WASHINGTON – “People are giving the labor movement another look now,” AFL-CIO President Richard Trumka said at a press conference here March 1.
He also told reporters, during a break in the federation’s executive council meeting, that the mass demonstrations in response to right-wing attacks on collective bargaining rights have energized the base in unions “in a way unseen in decades.”
Trumka said the momentum needs to be continued “for years.”
He made his remarks only a day after new polls show majority support across the country for the public workers fighting off attacks on their collective bargaining rights in Wisconsin and elsewhere. “They’re saying, ‘We support the right to collectively bargain and the right to maintain the middle class,” Trumka noted. “But it’ll be up to us (the labor movement) to keep it going and to define ourselves.”
Several reporters took note of the duration of the protests, noting that they have continued for more than two weeks in Wisconsin and asked Trumka how long he expected them to continue.
“This fight won’t end until we say it ends – at least straight through 2012 and the next election,” he said.
The council spent almost the entire first day of its two-day meeting discussing the monumental protests in Wisconsin, Indiana and Ohio – all states where radical right-wing governors have mounted attacks on union rights.

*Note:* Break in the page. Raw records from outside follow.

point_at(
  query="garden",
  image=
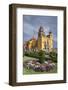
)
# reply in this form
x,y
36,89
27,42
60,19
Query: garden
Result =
x,y
39,62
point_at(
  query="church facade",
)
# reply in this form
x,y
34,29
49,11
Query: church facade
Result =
x,y
43,42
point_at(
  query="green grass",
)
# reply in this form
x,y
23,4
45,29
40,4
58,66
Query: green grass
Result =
x,y
30,71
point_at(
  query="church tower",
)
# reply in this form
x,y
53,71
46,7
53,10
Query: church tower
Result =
x,y
50,41
41,38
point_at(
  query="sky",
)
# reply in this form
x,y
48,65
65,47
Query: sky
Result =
x,y
32,23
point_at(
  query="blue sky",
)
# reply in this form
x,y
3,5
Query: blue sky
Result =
x,y
32,23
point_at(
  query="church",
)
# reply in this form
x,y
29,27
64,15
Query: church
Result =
x,y
43,42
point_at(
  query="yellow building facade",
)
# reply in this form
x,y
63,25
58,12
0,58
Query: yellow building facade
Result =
x,y
43,42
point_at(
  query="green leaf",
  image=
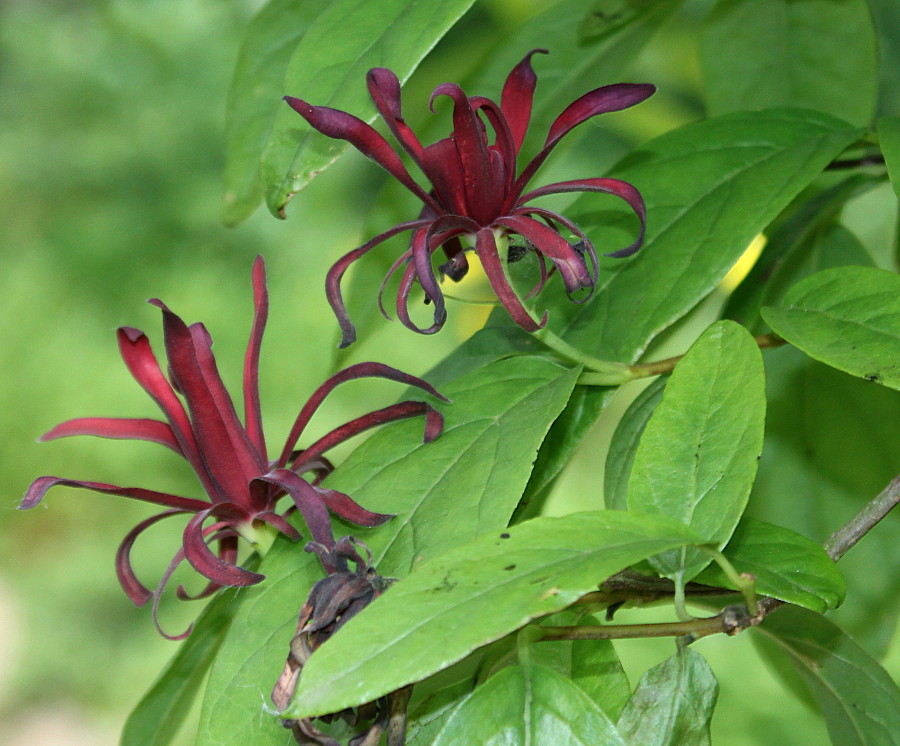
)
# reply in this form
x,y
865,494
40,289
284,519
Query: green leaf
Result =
x,y
158,716
473,595
255,97
443,493
673,704
624,444
860,702
697,457
787,566
818,54
804,242
523,705
848,318
710,188
889,139
831,445
328,68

Local union leaders from Wisconsin were among those who provided briefings for executive council members.
Marlon Mitchell, president of the Professional Fire Fighters, discussed the support his members receive daily as they participate in the protests, including the sleep-ins at the Capitol.
He described how firefighters and students set up trash brigades to keep the occupied Capitol clean and how, every time the Fire Fighters’ bagpipe band and honor guard enters the Capitol, they are greeted with thunderous applause and cheers.

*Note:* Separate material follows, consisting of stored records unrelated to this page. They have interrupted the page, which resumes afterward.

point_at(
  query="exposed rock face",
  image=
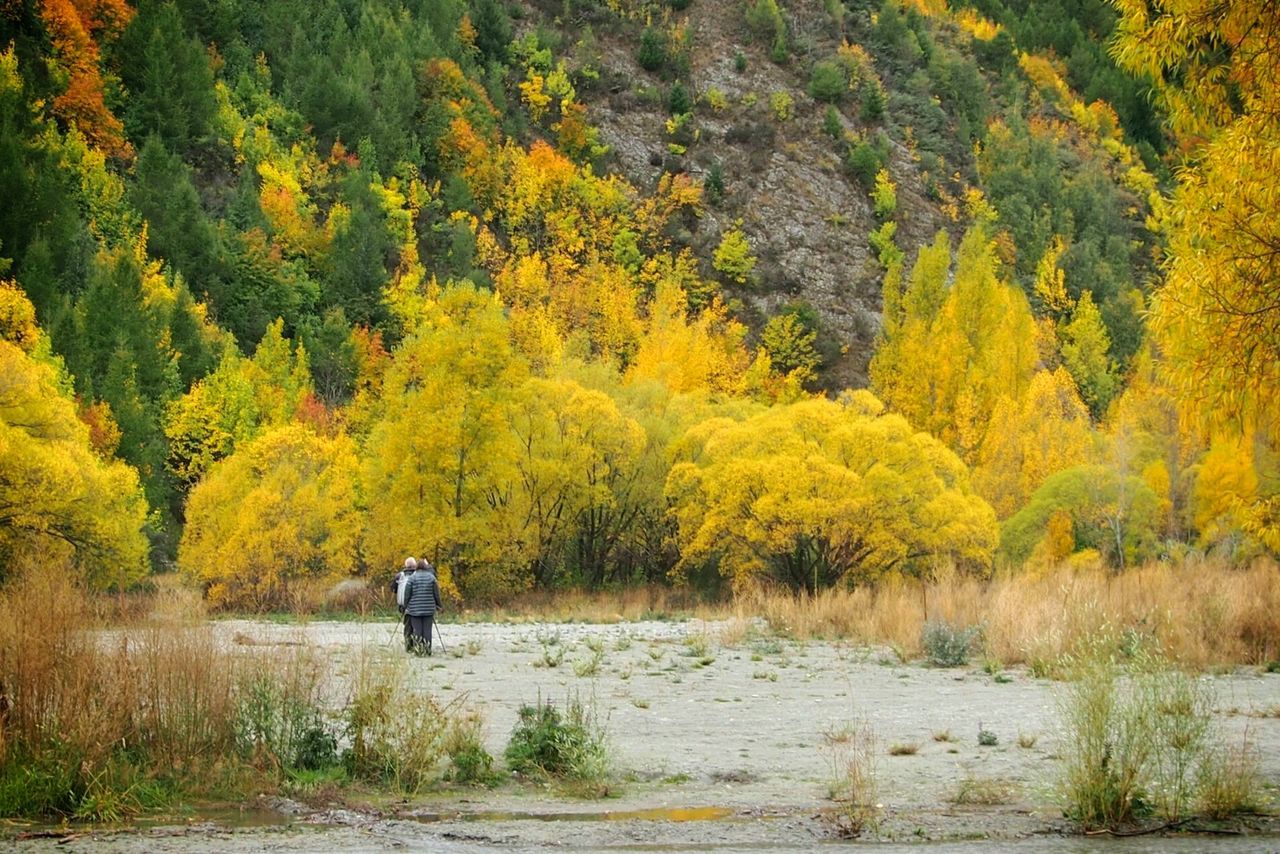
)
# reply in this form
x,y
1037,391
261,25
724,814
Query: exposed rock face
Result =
x,y
808,222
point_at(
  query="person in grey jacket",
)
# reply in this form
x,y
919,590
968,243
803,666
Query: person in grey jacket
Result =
x,y
421,602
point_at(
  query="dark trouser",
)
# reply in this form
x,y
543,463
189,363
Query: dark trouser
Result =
x,y
420,634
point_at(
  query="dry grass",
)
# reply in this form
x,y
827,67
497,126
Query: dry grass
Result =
x,y
1201,613
983,791
629,604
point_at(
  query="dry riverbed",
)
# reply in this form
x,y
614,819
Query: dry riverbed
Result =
x,y
725,739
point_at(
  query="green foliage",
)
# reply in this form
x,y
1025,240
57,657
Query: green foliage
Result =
x,y
653,50
397,734
679,101
734,259
568,745
865,158
831,123
790,345
828,81
1142,740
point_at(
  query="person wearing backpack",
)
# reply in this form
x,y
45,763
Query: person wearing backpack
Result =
x,y
421,602
398,585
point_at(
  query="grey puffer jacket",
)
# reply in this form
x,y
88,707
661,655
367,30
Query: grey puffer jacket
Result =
x,y
421,594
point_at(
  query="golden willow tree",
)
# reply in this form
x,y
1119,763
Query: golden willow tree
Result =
x,y
1216,64
62,498
819,493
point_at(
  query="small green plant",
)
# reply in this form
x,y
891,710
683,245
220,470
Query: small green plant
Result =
x,y
469,759
590,665
679,101
828,81
653,50
1142,740
982,791
568,745
946,645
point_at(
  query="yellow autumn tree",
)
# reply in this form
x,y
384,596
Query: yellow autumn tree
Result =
x,y
438,455
821,493
959,350
1216,65
59,501
282,510
1032,438
576,464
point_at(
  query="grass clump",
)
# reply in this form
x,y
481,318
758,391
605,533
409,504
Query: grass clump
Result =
x,y
982,791
568,747
1142,744
850,752
397,735
946,644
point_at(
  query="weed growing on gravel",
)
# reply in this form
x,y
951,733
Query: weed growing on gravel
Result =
x,y
570,747
469,759
1142,741
982,791
850,752
946,644
590,665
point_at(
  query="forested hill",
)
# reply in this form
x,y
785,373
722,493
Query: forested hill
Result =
x,y
574,291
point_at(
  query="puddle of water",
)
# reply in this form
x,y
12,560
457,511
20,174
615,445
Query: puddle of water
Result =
x,y
661,814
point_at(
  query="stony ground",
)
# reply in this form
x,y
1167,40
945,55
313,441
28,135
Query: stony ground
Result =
x,y
725,739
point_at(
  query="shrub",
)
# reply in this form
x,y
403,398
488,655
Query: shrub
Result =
x,y
947,645
828,82
396,734
872,96
864,160
1141,739
831,123
734,259
568,745
883,196
469,759
716,99
278,716
679,100
714,185
653,50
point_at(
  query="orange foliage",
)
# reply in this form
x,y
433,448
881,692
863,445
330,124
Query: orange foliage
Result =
x,y
72,27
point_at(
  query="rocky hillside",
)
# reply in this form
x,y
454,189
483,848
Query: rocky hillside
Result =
x,y
785,149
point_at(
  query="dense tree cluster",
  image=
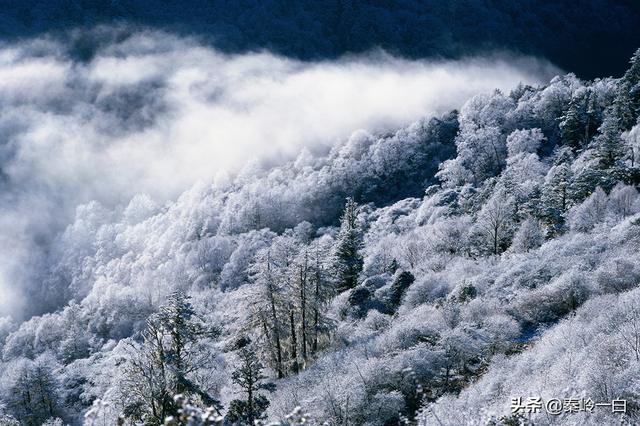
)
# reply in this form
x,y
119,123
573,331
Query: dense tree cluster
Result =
x,y
367,285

Christine Kistner, vice president of Wisconsin’s AFSCME Council 40, marveled at how thousands of non-union members and hundreds of formerly uninvolved union members have rallied to the cause. “It’s a learning experience,” she said. “Now people see how the governor can affect their own lives. We have union members who voted for Walker and now they tell us, ‘we voted for him, but not for this.'”

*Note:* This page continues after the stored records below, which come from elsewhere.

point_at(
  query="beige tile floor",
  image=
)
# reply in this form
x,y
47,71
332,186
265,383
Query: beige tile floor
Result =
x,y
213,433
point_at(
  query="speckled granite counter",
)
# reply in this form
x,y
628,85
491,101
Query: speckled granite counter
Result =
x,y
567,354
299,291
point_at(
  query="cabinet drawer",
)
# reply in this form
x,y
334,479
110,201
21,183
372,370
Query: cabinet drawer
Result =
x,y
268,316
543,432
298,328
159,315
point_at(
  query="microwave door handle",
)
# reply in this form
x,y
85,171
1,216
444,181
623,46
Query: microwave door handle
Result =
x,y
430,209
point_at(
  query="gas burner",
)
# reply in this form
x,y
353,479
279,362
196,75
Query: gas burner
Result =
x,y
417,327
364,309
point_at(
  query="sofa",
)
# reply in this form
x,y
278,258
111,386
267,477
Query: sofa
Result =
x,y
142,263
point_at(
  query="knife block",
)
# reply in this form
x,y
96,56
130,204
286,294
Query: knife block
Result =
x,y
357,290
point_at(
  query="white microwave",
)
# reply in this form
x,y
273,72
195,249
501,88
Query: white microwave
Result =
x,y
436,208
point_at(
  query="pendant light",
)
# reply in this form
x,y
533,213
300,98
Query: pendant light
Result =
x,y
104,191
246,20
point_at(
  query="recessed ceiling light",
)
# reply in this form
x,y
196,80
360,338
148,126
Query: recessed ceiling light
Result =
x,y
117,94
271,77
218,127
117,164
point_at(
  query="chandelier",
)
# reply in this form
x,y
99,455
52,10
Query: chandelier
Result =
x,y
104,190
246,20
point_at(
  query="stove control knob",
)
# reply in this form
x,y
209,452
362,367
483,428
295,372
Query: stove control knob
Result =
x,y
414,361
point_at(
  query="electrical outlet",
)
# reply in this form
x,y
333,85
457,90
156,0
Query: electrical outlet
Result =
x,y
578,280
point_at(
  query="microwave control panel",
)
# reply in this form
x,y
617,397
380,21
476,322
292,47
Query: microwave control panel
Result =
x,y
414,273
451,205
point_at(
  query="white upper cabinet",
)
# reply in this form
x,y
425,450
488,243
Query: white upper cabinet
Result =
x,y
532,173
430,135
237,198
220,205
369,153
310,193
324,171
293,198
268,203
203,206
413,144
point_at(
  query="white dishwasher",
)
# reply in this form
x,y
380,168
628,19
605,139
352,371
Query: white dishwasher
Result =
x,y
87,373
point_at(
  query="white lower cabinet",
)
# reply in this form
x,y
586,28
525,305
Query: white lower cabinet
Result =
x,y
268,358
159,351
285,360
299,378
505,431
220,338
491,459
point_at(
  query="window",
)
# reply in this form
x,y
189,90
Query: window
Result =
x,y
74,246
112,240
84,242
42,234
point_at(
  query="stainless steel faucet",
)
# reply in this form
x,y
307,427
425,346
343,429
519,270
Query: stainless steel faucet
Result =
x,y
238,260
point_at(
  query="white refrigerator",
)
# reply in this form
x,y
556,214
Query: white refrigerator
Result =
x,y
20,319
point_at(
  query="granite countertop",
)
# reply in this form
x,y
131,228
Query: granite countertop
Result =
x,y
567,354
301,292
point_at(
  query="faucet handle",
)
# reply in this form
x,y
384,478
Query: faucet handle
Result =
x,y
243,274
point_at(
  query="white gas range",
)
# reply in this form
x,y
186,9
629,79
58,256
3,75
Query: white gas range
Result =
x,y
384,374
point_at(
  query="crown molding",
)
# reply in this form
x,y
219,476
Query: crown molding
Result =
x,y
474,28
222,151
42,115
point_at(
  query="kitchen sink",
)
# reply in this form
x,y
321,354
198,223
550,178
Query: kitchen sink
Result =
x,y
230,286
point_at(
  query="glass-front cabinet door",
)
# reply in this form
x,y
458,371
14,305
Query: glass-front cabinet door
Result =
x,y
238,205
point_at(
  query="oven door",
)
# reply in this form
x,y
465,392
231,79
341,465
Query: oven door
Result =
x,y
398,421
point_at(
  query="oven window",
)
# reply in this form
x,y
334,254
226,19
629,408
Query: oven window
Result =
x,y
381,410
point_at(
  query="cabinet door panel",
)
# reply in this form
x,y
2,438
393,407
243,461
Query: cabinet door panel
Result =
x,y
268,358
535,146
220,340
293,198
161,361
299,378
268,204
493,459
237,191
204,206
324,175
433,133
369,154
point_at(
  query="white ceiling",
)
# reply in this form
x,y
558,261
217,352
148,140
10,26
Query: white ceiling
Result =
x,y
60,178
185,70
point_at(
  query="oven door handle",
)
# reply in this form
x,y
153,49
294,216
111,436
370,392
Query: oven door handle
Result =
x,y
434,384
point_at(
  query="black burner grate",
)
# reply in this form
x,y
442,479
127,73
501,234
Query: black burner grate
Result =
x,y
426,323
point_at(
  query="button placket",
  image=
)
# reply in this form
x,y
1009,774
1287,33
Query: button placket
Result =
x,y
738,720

Mitchell also discussed the issue of firefighters having voted for the Republican Walker. “I thought we might have some push back from our members, since 39 percent of them voted for Walker in his narrow win last Nov. 3,” Mitchell said. “But our members are more united than ever. Many say an attack on the union is an attack on the middle class.”
Walker never made mention, during his campaign for the governorship, of any intention to kill collective bargaining rights.
Mitchell also told the executive council members about one exception to the high level of unity in the Wisconsin labor movement: Milwaukee city police and firefighters, who are not part of their two respective state associations, have thus far not officially backed the protests.
Trumka said the labor movement intends to continue and intensify its fightback. He said unions will “continue to talk to everybody about the importance of collective bargaining.”
He noted that, in some ways, the right-wing attacks on collective bargaining rights help clarify for union members what they need to do in coming elections. “If a state lawmaker voted to silence our members, we won’t have to talk to our members about whom to vote for or against,” Trumka said. “They’ll know.”